「天笠検討会」論点整理(5) 教科書「使用」義務にも踏み込め
天笠検討会の論点整理で画期的なのは、教科書の在り方にまで言及したことだろう。教科書制度を巡っては微妙な問題が山積していることも事実だが、これを機会にデジタル時代の大胆な見直しを進めたい。
入試との関係は、前回論じた。付言すると「入試が必ずしも十分に変わっていない中で、授業改善の方向性と入試の出題傾向にズレが生じ、結果として教科書の内容も授業も変わりづらいのではないか」という指摘は、とりわけ高校に当てはまろう。大学受験対策に使えるかどうかが採択を左右し、最終学年では「演習」が主になっている。国語で「文学作品」の扱いが問題になる状況があるのは、本末転倒だ。そんな教育が横行したままでは、せっかく探究学習で育んだ資質・能力にもブレーキをかけかねない。高大接続改革の再審議はもとより、高校以下を含めた入試の在り方について正面からの議論が待たれる。

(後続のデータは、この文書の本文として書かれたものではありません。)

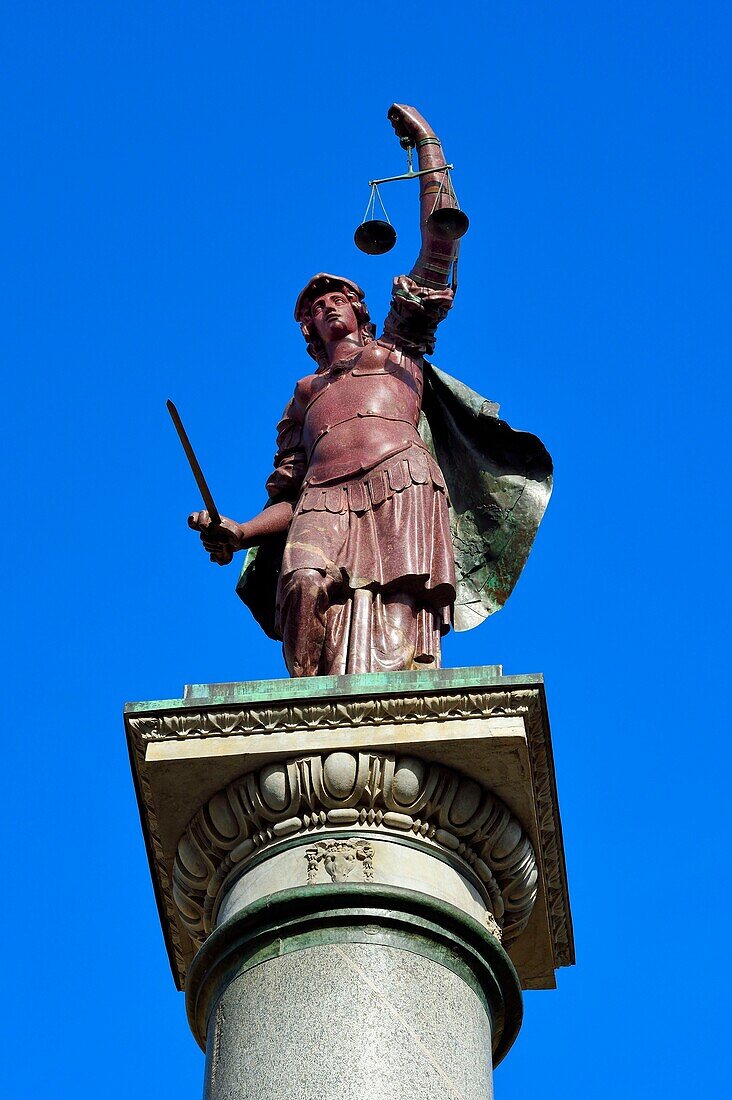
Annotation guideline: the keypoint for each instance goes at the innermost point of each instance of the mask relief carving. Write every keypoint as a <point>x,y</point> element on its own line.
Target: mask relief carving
<point>339,858</point>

さて教科書は「主たる教材」(教科書発行法)であり、学校には教科書を使用する義務が学校教育法で定められている。天笠検討会では座長代理で中央教育審議会教育課程部会長も務める奈須正裕・上智大学教授が6月の会合で「教科書を網羅的に教えないといけないという使用義務の捉え」について問題提起したが、論点整理では「教科書の内容を全て教えなくてはいけないという考え方」の根強さという表現にとどめている。
教科書制度を危うくすることを承知で、あえて提案したい。学校の使用義務を、国の「供給義務」に替えることだ。
使用義務のままにすることで実際には網羅的な扱いはもちろん、教科書の表現に授業が縛られ続けることになる。教科書検定は記述の一言一句をめぐって揺れてきたし、優れて専門性に基づくはずの教科書を「素人(レイマン)」である教育委員が全部読んで採択するという珍妙な運用も全国に拡大・定着した。
共同採択地区が定められているのは、域内で教科書研究を深めることを狙いとしている。しかしネット時代に、地理的条件を考慮する必要もあるまい。極論すれば義務制でも各学校が実態に応じて個別に採択できるようにすれば、むしろ純粋に質で教科書が選ばれることになろう。
一方で、教科書を見ないと学習指導要領の趣旨が十分理解できないという実態が現場にあることも認めざるを得ない。だからこそ「主たる教材」としての存在意義がある。それだけに指導要領の法的拘束力によって教科書使用義務が固く考えられ、「かえって教師の創意工夫や教師の指導力向上を阻んでいる」(論点整理)ことにもつながっている。
悩ましいのは、義務制の教科書無償措置だ。使用義務を外せば、無償給与の根拠も崩れてしまいかねない。もちろん「使用」の解釈を緩くすれば、現行法令を改正する必要はない。
いっそ供給義務に替えれば、主たる教材である教科書は引き続き届く。ただし現場がどう活用するかは、あくまで教職の専門性に委ねる。極端な話、教材研究に活用すれば必ずしも授業で使わなくていいことにしてはどうか。そこまで踏み込んでこそ、デジタル教科書・教材時代の教科書にふさわしい。
余談を付け加えておこう。「教科書の内容は格段に充実し、ページ数が大幅に増えている現状」(同)をもたらしたのは当時の下村博文・文部科学相だし、児童生徒が自学自習できる教科書さえ主張していた。白黒化の提言は滑稽だったが、古い教科書観を助長し続けてきたのは保守合同前からの自民党だ。衆院選でも「日本の伝統」に基づく教育の主張が散見されたが、そんなアナクロニズムにいつまでも付き合っていてはVUCA(変動性、不確実性、複雑性、曖昧性)時代に対応できなくなる。